News broke recently that the Bureau of Land Management’s National Wild Horse and Burro Advisory Board had recommended euthanizing 45,000 wild horses and burros being held in government holding facilities throughout the United States.
The Bureau of Land Management (BLM) has since responded to the public outcry, and wants to clarify that they do not intend the kill these animals.

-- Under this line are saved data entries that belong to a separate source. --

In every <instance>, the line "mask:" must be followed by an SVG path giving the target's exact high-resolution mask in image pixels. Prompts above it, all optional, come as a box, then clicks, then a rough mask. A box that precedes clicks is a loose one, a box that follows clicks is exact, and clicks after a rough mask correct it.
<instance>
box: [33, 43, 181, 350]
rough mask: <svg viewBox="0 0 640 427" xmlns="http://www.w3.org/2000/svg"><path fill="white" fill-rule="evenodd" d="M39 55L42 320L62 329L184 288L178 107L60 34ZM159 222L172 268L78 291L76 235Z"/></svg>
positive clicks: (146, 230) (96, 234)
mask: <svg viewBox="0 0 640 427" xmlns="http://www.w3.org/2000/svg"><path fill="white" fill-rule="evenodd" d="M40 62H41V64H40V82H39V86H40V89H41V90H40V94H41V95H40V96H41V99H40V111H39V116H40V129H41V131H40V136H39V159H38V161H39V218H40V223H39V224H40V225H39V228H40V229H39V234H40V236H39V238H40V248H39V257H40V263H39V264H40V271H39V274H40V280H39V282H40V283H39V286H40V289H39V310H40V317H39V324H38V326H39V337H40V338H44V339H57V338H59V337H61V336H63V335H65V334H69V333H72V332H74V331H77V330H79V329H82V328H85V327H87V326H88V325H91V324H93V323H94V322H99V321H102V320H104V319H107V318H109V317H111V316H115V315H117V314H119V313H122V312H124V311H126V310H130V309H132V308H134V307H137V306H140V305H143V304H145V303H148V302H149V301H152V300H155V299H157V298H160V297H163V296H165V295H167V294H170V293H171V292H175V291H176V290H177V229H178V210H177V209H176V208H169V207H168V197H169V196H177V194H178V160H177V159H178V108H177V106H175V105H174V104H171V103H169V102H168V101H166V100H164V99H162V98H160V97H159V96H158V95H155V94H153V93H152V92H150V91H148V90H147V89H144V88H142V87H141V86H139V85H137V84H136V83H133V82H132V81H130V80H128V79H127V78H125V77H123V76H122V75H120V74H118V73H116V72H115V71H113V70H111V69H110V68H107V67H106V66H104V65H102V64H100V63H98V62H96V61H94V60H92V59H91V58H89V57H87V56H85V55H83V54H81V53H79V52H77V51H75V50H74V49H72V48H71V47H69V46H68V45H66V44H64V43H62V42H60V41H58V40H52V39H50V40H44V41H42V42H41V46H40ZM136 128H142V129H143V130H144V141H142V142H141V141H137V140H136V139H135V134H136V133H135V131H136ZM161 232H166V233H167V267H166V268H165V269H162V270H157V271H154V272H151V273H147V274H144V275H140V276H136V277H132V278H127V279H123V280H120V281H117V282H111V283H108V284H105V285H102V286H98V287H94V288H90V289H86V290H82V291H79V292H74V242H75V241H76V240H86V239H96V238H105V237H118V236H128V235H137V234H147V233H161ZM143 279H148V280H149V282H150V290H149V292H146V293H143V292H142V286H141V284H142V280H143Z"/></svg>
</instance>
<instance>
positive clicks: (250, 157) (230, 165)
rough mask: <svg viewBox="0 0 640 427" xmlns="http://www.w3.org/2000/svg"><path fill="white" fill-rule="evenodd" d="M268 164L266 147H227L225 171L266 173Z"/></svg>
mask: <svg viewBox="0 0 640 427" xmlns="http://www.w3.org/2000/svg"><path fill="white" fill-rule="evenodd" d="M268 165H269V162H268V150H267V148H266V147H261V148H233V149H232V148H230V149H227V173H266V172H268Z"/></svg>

Jason Lutterman who handles public affairs on behalf of the Wild Horse and Burrow Program said: “It was the National Wild Horse and Burro Advisory Board, an independent panel made up of members from the public, that made the recommendation to the BLM, and we have since stated that we will not be euthanizing any healthy horses or selling without a limitation that they go to good homes – i.e., not slaughter.
“Though our capacity to gather excess horses from the range is only about 3,500 a year, we will continue to manage the growth of herds as best as possible to protect their habitat and the health of the horses themselves.
“We do use birth-controls where possible, in herds where the horses are more used to humans and, thus, remote darters are able to get closer to the animals, but, as the National Academy of Sciences stated in their 2013 report, there is “no highly effective, easily delivered, and affordable fertility-control methods [available]. ” It’s not feasible to use a one-year effective birth control in herds that are comprise of thousands of animals that roam over hundreds of thousands of acres.
“The BLM launched in 2015 a research initiative to develop better, longer-lasting fertility-control options and we hope to soon have more tools in our toolbox for managing wild horses and burros that rely less on removing excess animals from the range and adding to our off-range population.
“We will continue to care for the unadopted wild horses and burros in our off-range corrals and pastures as we try to place them into good homes.”
According to the BLM website, the BLM manages, protects and controls wild horses and burros under the authority of the 1971 Wild Free-Roaming Horses and Burros Act (as amended by Congress in 1976, 1978, 1996, and 2004). This law authorizes the BLM to remove excess wild horses and burros from the range to sustain the health and productivity of the public lands. The BLM also manages the nation’s public lands for multiple uses, in accordance with the 1976 Federal Land Policy and Management Act. The Bureau manages wild horses and burros as part of this multiple-use mandate.